I stuttered and said, “Milt buddy, I don’t give a flying shit about what you guys do as long as you chill the fuck out. What you do is your business, now put the godammed knife away.”

Milt smiled at me like the first day at the stand and said, “I’m just fuckin with ya, Time. Come have a beer and some weed and relax. You work too hard.”

I drank a beer, took a toke or two from a joint, and went back to my cot. This must have convinced him that I wasn’t a rat, so Milt relaxed and smoked the rest of the rocks. He told me Matt and the Hilljack fucked up and only got a few rocks. He sent them to 42nd street to score more so it could last for the rest of the night. They returned at midnight with more crack. I kept on trying to study while they continued to smoke and play cards. Milt and the Hilljack spent twenty minutes looking for rocks on the scummy floor prior to deciding to go for another run. They went back out to score again at four o’clock. This was repeated every night as well at the stand.

I was relieved after the four days were over. I was going to another room and stand when I returned. I never wanted to take a final more in my life.

 

The End Game

“So Time, you’re out, you’re free, you’re rehabilitated. What’s next? What’s happenin’? What you gonna do?
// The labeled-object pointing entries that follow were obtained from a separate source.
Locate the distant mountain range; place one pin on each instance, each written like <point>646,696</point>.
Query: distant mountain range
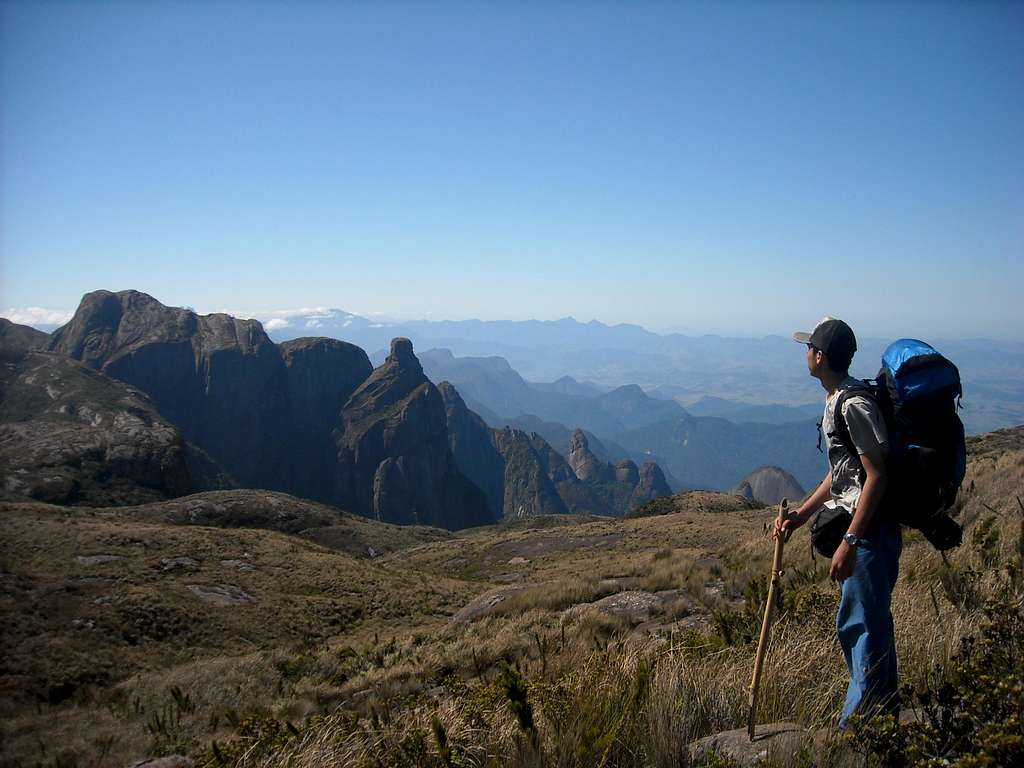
<point>132,400</point>
<point>767,371</point>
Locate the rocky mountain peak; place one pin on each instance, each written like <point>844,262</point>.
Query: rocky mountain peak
<point>651,483</point>
<point>587,466</point>
<point>769,484</point>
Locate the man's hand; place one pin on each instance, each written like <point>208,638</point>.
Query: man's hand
<point>796,518</point>
<point>843,562</point>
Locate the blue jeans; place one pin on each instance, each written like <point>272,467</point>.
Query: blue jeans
<point>864,626</point>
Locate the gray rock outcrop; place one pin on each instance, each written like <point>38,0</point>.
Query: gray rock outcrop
<point>769,485</point>
<point>394,463</point>
<point>70,435</point>
<point>220,380</point>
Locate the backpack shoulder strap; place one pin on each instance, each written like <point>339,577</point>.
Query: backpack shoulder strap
<point>863,389</point>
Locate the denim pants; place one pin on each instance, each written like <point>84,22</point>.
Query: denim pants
<point>864,626</point>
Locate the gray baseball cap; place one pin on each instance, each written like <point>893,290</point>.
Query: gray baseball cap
<point>833,337</point>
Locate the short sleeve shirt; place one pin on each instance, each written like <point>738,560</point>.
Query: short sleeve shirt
<point>868,435</point>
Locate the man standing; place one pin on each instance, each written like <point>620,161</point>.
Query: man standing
<point>866,561</point>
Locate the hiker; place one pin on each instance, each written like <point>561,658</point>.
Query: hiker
<point>866,560</point>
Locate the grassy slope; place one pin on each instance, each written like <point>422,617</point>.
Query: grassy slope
<point>345,660</point>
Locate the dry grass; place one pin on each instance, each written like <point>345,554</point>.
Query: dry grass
<point>407,686</point>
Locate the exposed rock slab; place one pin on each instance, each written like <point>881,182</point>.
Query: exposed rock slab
<point>221,594</point>
<point>769,485</point>
<point>394,463</point>
<point>772,741</point>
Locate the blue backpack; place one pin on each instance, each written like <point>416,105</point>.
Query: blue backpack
<point>919,392</point>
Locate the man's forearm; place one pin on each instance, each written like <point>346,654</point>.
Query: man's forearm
<point>870,497</point>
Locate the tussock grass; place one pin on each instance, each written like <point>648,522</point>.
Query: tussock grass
<point>394,691</point>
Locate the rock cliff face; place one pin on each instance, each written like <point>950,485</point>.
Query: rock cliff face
<point>650,485</point>
<point>769,485</point>
<point>20,338</point>
<point>70,435</point>
<point>220,380</point>
<point>394,463</point>
<point>587,466</point>
<point>622,486</point>
<point>474,450</point>
<point>322,376</point>
<point>523,475</point>
<point>529,487</point>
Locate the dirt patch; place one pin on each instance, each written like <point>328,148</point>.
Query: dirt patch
<point>97,559</point>
<point>483,604</point>
<point>539,546</point>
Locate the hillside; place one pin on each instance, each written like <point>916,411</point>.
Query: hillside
<point>146,630</point>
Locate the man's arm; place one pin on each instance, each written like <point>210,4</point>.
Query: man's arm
<point>875,487</point>
<point>803,513</point>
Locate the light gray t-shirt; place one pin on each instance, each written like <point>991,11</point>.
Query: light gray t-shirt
<point>867,432</point>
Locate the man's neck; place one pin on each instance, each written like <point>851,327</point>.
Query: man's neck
<point>830,381</point>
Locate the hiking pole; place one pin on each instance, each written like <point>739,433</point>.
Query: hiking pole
<point>776,576</point>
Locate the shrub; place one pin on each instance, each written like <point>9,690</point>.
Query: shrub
<point>970,712</point>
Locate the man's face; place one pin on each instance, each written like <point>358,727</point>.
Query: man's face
<point>815,360</point>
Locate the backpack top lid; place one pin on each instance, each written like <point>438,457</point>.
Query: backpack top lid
<point>903,351</point>
<point>916,369</point>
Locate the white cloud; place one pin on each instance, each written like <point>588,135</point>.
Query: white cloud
<point>37,315</point>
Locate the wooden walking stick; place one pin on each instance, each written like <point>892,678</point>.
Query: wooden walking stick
<point>776,576</point>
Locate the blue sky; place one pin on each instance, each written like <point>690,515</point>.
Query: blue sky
<point>725,168</point>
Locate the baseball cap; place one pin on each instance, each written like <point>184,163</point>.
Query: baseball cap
<point>833,337</point>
You got the money you owe us?”

I usually returned from the city on the night of the twenty third. The next day I travel to the farm to get paid. I was able to make enough to get presents on Christmas Eve, pay for my next semester of college, and have some spending money. It was well worth it in the end.

So after an adventure like this you are a mess, tired, usually sick, and wanting a clean cockroach-free bed. Most importantly you need sensory isolation. I arrived home to my parents’ house and couldn’t believe the utter silence and serenity. I hugged and kiss my mom and sisters, hugged my dad, and greeted my family warmly. Mom was in the kitchen getting ready for dinner on Christmas Eve, dad was watching football, my sisters were asking me about my adventures. I was numb but content because I was home. Home where it was noise free, warm, roach free, crack free, Milt free, and chaos free.

Merry Christmas Everyone and thanks for reading.

Sincerely,

Timeloose

 

 

The City Then and Now

The city was a different place than it is today. This is obvious from my story. There was a lot of negative aspects to the job, but there was much to enjoy as well. So much of what made the place enjoyable and tolerable were the people we met and places we frequented when we had time for a break. These were usually food establishments, stores nearby with stuff I could never find at home, and the excitement and flavor of the city itself. I feel this has been diminished over the years. The same things that make the city exciting to nineteen year old time are the same things that were getting routed out by gentrification and growth. They city is thriving, but along the way that flavor is lost. Most of the great places we ate at are now banks or chain restaurants. Several of the grocery’s we sold in from of are closed including the 110th street store. Below were some of my favorite places, some are no more.

Fowad: Not a restaurant but a strange clothing store with crazy outfits. The window displays were fun to look at.

Happy Burger: I hit this place up for a burger and calendar for many years after I stopped doing tree sales.

Columbia Hot Bagels: The best Bagel I ever had. Chewy and soft at the same time. More Cream cheese than I thought possible.

Mikes Papaya: A great place for a cheap meal. The papaya drinks were good and refreshing. This place has gone away as have many of the papaya hot dog places.

Hotel Windermere: Hotel Hell was renovated and now has apartments for six to fifteen grand a month. WTF? How did they get all of the glass out of the lobby roof?

Dive Bar: Still the same as I remembered

Koronet Pizza: Giant slices of pizza that kept me full while saving money.